Che cosa aggiunge questo studio

Questa revisione sistematica rileva che un sostegno alla pari all'allattamento al seno in epoca prenatale proposto a tutte le donne (universale) non è efficace nel ridurre la percentuale di non avvio dell'allattamento al seno, mentre risulta efficace il sostegno alla pari mirato a quelle donne che intendono allattare al seno, soprattutto quando il rapporto tra counselor e donna è uno a uno. Gli autori avvertono che l'eterogeneità degli studi inclusi (diversa intensità degli interventi proposti) e la difficoltà di valutare la presenza di possibili confondenti limitano l'attendibilità delle conclusioni.

 

Commento

Validità interna
Disegno dello studio: la revisione sistematica è ben condotta. La selezione degli studi, l'estrazione dei dati e la valutazione della qualità sono adeguate. Non vengono sufficientemente descritte le informazioni prenatali sull'allattamento al seno fornite alle donne nei gruppi di controllo. Inoltre, poiché nel disegno di tutti gli studi era compreso un sostegno alla pari all'allattamento al seno anche immediatamente dopo il parto e fino alla dimissione dall'ospedale, non è possibile determinare l'efficacia sull'avvio dell'allattamento al seno del solo sostegno alla pari fornito in epoca prenatale. Negli studi non randomizzati si osserva un'alta percentuale di perdite al follow-up. Le due meta-analisi sono state effettuate includendo soltanto i 6 RCT di alta qualità, ma i 3 RCT  sul sostegno alla pari mirato risultano essere molto eterogenei tra di loro e non è stata eseguita alcuna correzione per questo. E' possibile che l'eterogeneità sia dovuta alla diversa intensità (variabile numero di contatti) con cui veniva proposto l'intervento nei vari studi e ai diversi metodi di raccolta dati.
Esiti: gli esiti risultano chiari e ben descritti. Tuttavia i dati sull'inizio dell'allattamento al seno sono stati raccolti con modalità differenti; nella maggior parte sono stati utilizzati questionari o interviste alle donne e pertanto errori nella comprensione delle domande non possono essere esclusi.

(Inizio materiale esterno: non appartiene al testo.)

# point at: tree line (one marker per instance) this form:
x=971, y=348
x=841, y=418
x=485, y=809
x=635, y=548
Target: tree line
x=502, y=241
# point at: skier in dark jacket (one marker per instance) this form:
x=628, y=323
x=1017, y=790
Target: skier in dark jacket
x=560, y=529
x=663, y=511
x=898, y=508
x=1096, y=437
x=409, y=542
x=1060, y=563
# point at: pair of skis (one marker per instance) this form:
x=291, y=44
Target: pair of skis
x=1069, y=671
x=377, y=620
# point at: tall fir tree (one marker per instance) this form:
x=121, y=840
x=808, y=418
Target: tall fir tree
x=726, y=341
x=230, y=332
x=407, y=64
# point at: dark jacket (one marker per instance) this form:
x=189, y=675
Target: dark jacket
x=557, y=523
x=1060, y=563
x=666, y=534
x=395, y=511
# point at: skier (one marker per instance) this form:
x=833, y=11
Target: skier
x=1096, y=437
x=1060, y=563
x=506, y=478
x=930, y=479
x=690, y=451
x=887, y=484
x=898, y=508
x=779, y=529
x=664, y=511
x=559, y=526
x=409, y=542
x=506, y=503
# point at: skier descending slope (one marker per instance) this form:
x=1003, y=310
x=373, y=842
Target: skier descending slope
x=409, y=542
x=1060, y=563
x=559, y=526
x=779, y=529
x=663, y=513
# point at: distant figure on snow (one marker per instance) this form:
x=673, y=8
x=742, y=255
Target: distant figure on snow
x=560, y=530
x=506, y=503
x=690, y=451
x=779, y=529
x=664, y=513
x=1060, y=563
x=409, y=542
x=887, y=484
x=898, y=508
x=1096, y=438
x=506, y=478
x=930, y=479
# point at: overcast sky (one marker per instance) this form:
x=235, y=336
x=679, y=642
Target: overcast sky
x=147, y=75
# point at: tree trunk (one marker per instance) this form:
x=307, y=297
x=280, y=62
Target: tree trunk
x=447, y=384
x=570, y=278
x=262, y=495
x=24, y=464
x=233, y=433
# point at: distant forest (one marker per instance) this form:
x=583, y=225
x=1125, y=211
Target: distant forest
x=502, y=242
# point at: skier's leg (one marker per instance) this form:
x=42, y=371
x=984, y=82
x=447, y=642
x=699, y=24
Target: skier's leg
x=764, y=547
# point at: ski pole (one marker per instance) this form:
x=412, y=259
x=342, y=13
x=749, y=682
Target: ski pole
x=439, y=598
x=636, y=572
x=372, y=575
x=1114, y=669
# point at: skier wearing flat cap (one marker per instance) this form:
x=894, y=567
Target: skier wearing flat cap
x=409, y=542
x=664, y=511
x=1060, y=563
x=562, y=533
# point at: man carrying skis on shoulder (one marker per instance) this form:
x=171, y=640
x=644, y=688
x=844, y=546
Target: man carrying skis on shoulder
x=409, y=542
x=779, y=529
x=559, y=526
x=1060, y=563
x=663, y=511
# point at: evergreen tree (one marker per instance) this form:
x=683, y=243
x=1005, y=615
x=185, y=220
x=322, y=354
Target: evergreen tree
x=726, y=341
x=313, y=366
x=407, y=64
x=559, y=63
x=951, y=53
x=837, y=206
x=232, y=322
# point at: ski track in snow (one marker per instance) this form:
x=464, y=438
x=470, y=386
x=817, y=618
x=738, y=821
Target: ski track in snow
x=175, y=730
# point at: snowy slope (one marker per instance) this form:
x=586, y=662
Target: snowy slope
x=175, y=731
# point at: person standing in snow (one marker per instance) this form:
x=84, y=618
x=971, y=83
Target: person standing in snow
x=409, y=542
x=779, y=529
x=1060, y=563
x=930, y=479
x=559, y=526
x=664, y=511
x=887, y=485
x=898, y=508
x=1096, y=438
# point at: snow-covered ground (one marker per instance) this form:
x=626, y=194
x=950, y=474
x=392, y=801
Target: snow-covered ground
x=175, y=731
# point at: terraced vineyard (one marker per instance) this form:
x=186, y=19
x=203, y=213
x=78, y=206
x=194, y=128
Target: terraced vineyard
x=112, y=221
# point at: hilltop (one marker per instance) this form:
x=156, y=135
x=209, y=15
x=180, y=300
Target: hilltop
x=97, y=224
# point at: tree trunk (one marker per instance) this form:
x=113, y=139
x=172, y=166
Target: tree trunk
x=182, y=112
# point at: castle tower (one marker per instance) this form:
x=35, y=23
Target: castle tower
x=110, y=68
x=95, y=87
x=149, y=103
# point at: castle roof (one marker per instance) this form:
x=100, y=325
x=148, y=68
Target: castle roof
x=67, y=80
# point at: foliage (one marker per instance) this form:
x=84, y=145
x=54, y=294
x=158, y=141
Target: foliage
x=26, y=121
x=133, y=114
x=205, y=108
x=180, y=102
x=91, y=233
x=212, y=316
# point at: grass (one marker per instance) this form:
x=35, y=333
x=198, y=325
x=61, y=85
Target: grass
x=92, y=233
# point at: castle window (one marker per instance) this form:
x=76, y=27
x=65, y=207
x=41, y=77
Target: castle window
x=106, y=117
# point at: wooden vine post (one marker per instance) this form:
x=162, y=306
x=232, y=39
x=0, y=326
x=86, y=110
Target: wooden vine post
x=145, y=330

La tempistica con cui sono stati raccolti i dati è descritta solo in un caso (studio in cui l'esito è stato misurato alla dimissione, in ospedale).
Trasferibilità
Popolazione studiata: 6 studi sono stati condotti negli Stati Uniti, 1 in Messico, 2 in Scozia e 2 in Inghilterra. La popolazione della maggior parte degli studi viveva in condizioni socio-economiche svantaggiate e risulta non paragonabile alla popolazione italiana.
Tipo di intervento: gli interventi descritti nella RS sono molto eterogenei e quindi la loro trasferibilità dipende dalla disponibilità di risorse dedicate al sostegno dell'allattamento al seno nelle nostre realtà. In alcuni studi infatti l'intervento comprendeva visite domiciliari prenatali su richiesta della donna, sostegno giornaliero perinatale e/o visite postnatali a domicilio su richiesta e un numero elevato di operatrici dedicate.